第9話 膝蹴りは非常識

「それで、アッちゃんがおもてなししようとしてた貴族って誰なんだ?」


 スバルは良家の娘なので、この国の貴族にはそれなりに精通していた。


「パージマル卿よ」


「げ」


 スバルは舌を出す。


「どうしたんですか?」


 ユウジが尋ねると、嫌々スバルは説明する。


「昔、求婚……」


「えっ!婚約者ですか?」


「求婚されそうになったから殴って意識不明にさせた」


「わーお野蛮ガール」


 パージマル卿は、スバルの遠縁にあたり、一度だけ会ったことがある仲だった。その際に「ちょっとした」トラブルになったのである。


「くそー顔合わせらんねーな。ねえアッちゃん!あいつどこの宿に泊まるの?つーかもしかしてここ来る?だとしたら早めに退散しねーと」


 アッちゃんはそうねぇ、と時計を見る。


「あと5分後にここに来るかしら。宿はいちばんおおきなとこよ」


「おっけ。ギリギリじゃん。いくぞユウジ」


「はい姐さん」


「やめろ」


 ユウジがギルドの扉を開けると、ちょうどそこには立派な髭を生やした男が立っていた。


 男はギルドの中を見回すと、スバルに焦点を合わせる。


「む?やあ!そこにいるのはスバルくんではないか!」


「え?もしかしてパージマル卿ですか?」


「ユウジ!伏せろ!」


 スバルの行動は早かった。目の前に現れたのが、パージマル卿だと判断して、すぐさま助走をつけた。

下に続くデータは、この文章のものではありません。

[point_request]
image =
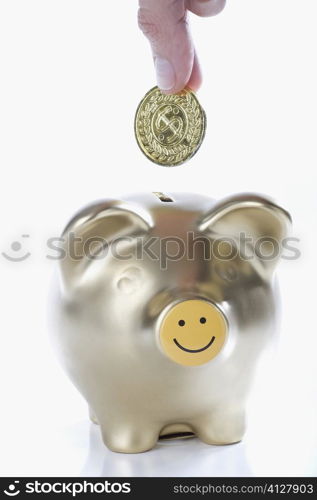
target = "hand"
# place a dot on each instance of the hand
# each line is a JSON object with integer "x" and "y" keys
{"x": 164, "y": 22}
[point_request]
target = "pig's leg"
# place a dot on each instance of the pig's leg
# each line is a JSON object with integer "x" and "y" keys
{"x": 223, "y": 426}
{"x": 129, "y": 437}
{"x": 92, "y": 416}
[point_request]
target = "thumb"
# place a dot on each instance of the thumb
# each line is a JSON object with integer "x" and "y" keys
{"x": 164, "y": 24}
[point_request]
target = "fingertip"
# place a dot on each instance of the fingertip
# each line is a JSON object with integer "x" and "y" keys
{"x": 195, "y": 80}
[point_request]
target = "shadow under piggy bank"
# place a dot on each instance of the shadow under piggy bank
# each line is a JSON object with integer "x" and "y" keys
{"x": 169, "y": 458}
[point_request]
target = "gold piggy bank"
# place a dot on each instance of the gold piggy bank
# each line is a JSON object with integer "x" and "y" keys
{"x": 165, "y": 303}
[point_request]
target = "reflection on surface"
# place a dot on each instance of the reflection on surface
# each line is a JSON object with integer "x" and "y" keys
{"x": 179, "y": 457}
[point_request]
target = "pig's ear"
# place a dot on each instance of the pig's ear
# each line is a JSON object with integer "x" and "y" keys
{"x": 94, "y": 228}
{"x": 250, "y": 216}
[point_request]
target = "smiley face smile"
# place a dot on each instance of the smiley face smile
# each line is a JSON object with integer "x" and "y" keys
{"x": 194, "y": 350}
{"x": 189, "y": 325}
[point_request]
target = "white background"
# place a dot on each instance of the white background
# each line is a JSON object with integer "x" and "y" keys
{"x": 71, "y": 75}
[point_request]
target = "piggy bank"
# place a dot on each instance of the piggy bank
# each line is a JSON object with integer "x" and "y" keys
{"x": 165, "y": 303}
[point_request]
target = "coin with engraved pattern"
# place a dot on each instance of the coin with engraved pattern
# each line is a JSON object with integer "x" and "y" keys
{"x": 169, "y": 128}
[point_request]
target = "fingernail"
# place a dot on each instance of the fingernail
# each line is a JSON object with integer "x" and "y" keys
{"x": 165, "y": 74}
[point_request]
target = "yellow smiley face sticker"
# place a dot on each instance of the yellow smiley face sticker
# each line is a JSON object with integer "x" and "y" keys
{"x": 193, "y": 332}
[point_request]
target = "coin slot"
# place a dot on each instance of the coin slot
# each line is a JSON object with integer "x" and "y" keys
{"x": 163, "y": 197}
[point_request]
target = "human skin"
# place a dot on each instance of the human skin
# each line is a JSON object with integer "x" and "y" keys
{"x": 165, "y": 24}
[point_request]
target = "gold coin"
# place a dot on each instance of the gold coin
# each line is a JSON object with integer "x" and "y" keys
{"x": 169, "y": 128}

 徒手格闘の苦手な彼女ではあるが、立派なA級冒険者。そのへんの親父貴族には遅れを取らない。


 繰り出したのは、最大脚力の、「飛び膝蹴り」!


 『むかしの自分を知る人間とあんまり会いたくないなぁ』、とその程度の考えで及んだ、衝動的な暴力ではあったが、その膝は的確にパージマル卿を沈めるーーー!


 かと思いきや。


 スバルの膝は、毛むくじゃらの手に防がれた。


「うおっと?」


 膝蹴りの失敗により、不安定にバランスを崩して、床に着地するスバル。


 そして顔をあげ、膝を防いだ手の持ち主を見る。


「あの、ご主人様をいじめないでください…いきなりひとを蹴るのは非常識ですよ」


 か細い声で、正論を唱える少女。


 白いワンピースを着た、小さな背丈の彼女は毛むくじゃらの腕をあげて威嚇する。


「ぐるる…」


「……めずらしいわね、獣人?」


 少女の童顔の頂点には、ピョコンと2つの犬耳が生えていた。


 パージマル卿は髭を触る。


「うむ、この街に奴隷商が来ていたのでな、手に入れた」


 少女は、奴隷商から手に入れられたとはいえ、綺麗な身なりに見えた。また、獣化した腕の毛並みもいい。


「買ったんですか?」


「いや?奴隷商が気に入らなかったから圧力かけて全員解放させた。この子は護衛として有用だから手元に置いておこうと思うが、他の子は領地で教育を受けさせようと思う」



 アッちゃんはまあ、と微笑む。、


「ほんとにパージマル卿には頭が下がりますわ」


 ユウジはジトっとした目でスバルを見る。


「なんかいいひとそうなんですけど」


「いいひとはいいひとよ」


 スバルはそっぽをむく。


「……とりあえず、みなさんでお茶でも飲みます?」


 ユウジは珍しく気を遣って、ミントティーをごちそうした。